Your Twitter bookmarks, actually organized by something smarter than you
A self-hosted tool that runs a four-stage AI pipeline on every saved tweet so you can search by meaning instead of memory.
What it does Siftly pulls your Twitter/X bookmarks into a local Next.js app and subjects them to a small industrial process: entity extraction, vision analysis of every image and thumbnail, semantic tagging, and AI categorization. The result is a searchable, filterable personal archive with an interactive mindmap view and natural-language search that reads tweet text, OCR’d images, and generated tags all at once.

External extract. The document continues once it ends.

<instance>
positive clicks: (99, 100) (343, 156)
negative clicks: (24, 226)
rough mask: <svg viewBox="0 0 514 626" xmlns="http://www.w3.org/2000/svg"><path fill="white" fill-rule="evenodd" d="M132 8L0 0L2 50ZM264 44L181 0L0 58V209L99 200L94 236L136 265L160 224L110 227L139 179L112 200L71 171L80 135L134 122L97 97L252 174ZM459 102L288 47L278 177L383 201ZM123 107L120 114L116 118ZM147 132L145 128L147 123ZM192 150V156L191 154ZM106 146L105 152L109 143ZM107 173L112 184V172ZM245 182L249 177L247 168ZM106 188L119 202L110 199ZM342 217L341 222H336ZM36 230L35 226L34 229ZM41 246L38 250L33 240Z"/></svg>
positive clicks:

The interesting bit The zero-config auth is a neat trick: if you already use Claude Code CLI on macOS, Siftly reads your session from the keychain and just starts working. No API key, no env vars, no billing setup. For everyone else, it falls back to standard Anthropic/OpenAI/MiniMax keys. The import flow is similarly pragmatic — a bookmarklet or console script that auto-scrolls your X bookmarks page, no browser extension required.
Key highlights
- Local-first: SQLite database, no cloud storage, AI API calls are the only external traffic
- 4-stage pipeline: free entity extraction → vision analysis (30–40 tags per image) → semantic tagging (25–35 tags) → categorization with confidence scores
- FTS5 full-text search + Claude semantic reranking for natural-language queries
- Export to CSV, JSON, or ZIP with media files and manifest
- Supports Anthropic, OpenAI, and MiniMax models; custom base URLs for local proxies
Caveats
- Claude CLI auto-auth is macOS-only; Linux/Windows users need an API key
- The README is thorough but the architecture section trails off mid-sentence, suggesting the docs may be slightly ahead of the repo or just incomplete
Verdict Worth a spin if your X bookmarks have become an unsearchable graveyard of half-remembered threads. Skip it if you don’t save tweets or already have a note-taking system you actually maintain.